M. A. Salans¹, A. Lui¹, T. Catalan¹, M. K. Aghi², P. V. Theodosopoulos², S. E. Braunstein³, R. A. Morshed², and H. Vasudevan³; ¹University of California San Francisco, San Francisco, CA, ²University of California San Francisco, Department of Neurological Surgery, San Francisco, CA, ³Department of Radiation Oncology, University of California San Francisco, San Francisco, CA

Purpose/Objective(s): Postoperative stereotactic radiosurgery (PORT) improves clinical outcomes after resection of brain metastases (BM) yet the optimal timing of PORT remains unclear. Materials/

Methods: We retrospectively identified 161 consecutive patients with 177 resected BM who underwent resection followed by PORT at a single institution between 2006-2022. Patients who underwent prior radiation to the resected lesion were excluded. Clinical characteristics were obtained from the medical record and compared between patients who received early versus late PORT based on median time to PORT (=28 days vs. >28 days) using Student’s t- and chi-square tests. Local control (LC), intracranial CNS progression-free survival (CNS PFS), and overall survival (OS) were assessed with the Kaplan-Meier method. Univariable and multivariable associations between clinical characteristics and LC and CNS PFS were assessed with the Fine-Gray subdistribution hazard model with death as a competing risk. Associations between clinical characteristics and OS were evaluated with the Cox proportional hazards model.

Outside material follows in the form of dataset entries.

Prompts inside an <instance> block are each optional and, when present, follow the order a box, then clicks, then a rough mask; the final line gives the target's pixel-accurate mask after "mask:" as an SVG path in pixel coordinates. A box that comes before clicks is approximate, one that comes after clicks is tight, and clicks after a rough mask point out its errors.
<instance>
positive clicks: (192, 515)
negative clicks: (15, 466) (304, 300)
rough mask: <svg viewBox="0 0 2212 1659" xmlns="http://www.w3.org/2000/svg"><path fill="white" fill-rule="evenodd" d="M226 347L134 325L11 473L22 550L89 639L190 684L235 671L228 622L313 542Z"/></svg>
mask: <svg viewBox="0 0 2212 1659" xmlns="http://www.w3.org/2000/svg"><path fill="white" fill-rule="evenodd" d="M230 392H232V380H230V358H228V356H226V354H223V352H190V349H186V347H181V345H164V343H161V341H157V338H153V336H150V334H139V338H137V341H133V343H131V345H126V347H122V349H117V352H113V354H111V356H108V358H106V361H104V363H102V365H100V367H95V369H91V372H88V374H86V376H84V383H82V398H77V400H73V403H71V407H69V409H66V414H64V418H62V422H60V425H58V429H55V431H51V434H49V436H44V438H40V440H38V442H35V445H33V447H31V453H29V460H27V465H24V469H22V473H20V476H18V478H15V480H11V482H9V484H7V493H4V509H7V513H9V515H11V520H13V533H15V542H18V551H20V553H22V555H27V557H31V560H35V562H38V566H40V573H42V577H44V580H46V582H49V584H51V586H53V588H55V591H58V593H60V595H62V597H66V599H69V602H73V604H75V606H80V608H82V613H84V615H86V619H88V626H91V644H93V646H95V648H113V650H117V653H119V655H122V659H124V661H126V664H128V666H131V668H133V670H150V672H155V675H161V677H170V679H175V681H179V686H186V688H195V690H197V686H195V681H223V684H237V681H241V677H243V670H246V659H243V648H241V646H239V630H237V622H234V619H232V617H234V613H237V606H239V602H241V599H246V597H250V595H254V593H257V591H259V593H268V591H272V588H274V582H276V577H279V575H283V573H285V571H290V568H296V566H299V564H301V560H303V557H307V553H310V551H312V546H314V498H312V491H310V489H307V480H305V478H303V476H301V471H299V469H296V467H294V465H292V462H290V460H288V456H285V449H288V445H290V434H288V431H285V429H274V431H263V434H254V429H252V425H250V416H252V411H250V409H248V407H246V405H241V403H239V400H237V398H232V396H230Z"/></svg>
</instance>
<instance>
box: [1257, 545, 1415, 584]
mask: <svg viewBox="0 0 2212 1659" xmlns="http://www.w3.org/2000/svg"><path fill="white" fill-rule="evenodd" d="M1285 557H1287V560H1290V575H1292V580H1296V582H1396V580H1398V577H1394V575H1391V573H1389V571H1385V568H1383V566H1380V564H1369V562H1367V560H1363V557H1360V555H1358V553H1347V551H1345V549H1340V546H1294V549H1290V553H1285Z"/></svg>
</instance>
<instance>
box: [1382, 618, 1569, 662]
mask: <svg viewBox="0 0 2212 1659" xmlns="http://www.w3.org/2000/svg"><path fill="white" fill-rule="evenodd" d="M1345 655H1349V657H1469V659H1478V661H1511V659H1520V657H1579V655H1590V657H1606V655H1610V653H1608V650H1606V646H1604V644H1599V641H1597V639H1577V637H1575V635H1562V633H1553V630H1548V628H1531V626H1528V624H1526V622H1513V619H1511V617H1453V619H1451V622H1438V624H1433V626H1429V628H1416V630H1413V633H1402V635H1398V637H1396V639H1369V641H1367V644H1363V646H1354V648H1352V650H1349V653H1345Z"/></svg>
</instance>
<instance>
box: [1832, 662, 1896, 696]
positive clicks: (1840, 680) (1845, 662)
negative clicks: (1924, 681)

Results: Median follow-up was 28 months (95% CI 21-36 months), and median time to PORT was 28 days (interquartile range 21-40 days). 89 patients (52.4%) received PORT =28 days after surgery. The most common primary tumor histologies were non-small-cell lung (NSCLC) (n=53, 31.2%), melanoma (n=34, 20.0%), and breast (n=34, 20.0%). Most patients had a single BM (n=90, 52.9%) at the time of surgery and underwent fractionated stereotactic radiosurgery (median 24 Gy in median 3 fractions) (n=96, 56.5%). One-year rates of LC, intracranial CNS PFS, and OS were 78.1% (95% CI 71.3%-85.5%), 50.1% (95% CI 42.7%-58.9%), and 70.7% (95% CI 63.7%-78.5%), respectively. Early PORT (=28 days) was associated with improved LC (one-year LC 83.6% vs. 71.8%, p=0.03) but not intracranial CNS PFS (subdistribution hazard ratio [SHR]=0.97, p=0.9) or OS (hazard ratio=1.2, p=0.4). On multivariable regression analysis, only time to PORT was associated with local recurrence (>28 days SHR=2.1, p=0.04). Patients who received early PORT (=28 days) were more likely to have >1 BM (55.1% vs. 38.3%, p=0.04) and receive immune checkpoint inhibition (ICI) after PORT (25.8% vs. 12.3%, p=0.04). Postoperative complication rates were 2.2% (n=2) and 6.2% (n=5) in the early and late PORT groups, respectively (p=0.37). Time to PORT was not associated with volume of tumor resected (Spearman’s r=-0.03, p=0.69). Twelve (7.1%) patients developed symptomatic adverse radiation effects (sARE) after PORT. There was no difference in the rates of sARE between patients who received early versus late PORT (7.9% vs. 6.2%, p=0.90) or among patients who received concurrent (0% vs. 22.2%, p=0.45) or postoperative (0% vs. 10%, p=0.66) ICI.
Conclusion: Early PORT for resected brain metastases is associated with improved LC, underscoring the importance of timely PORT following brain metastasis resection.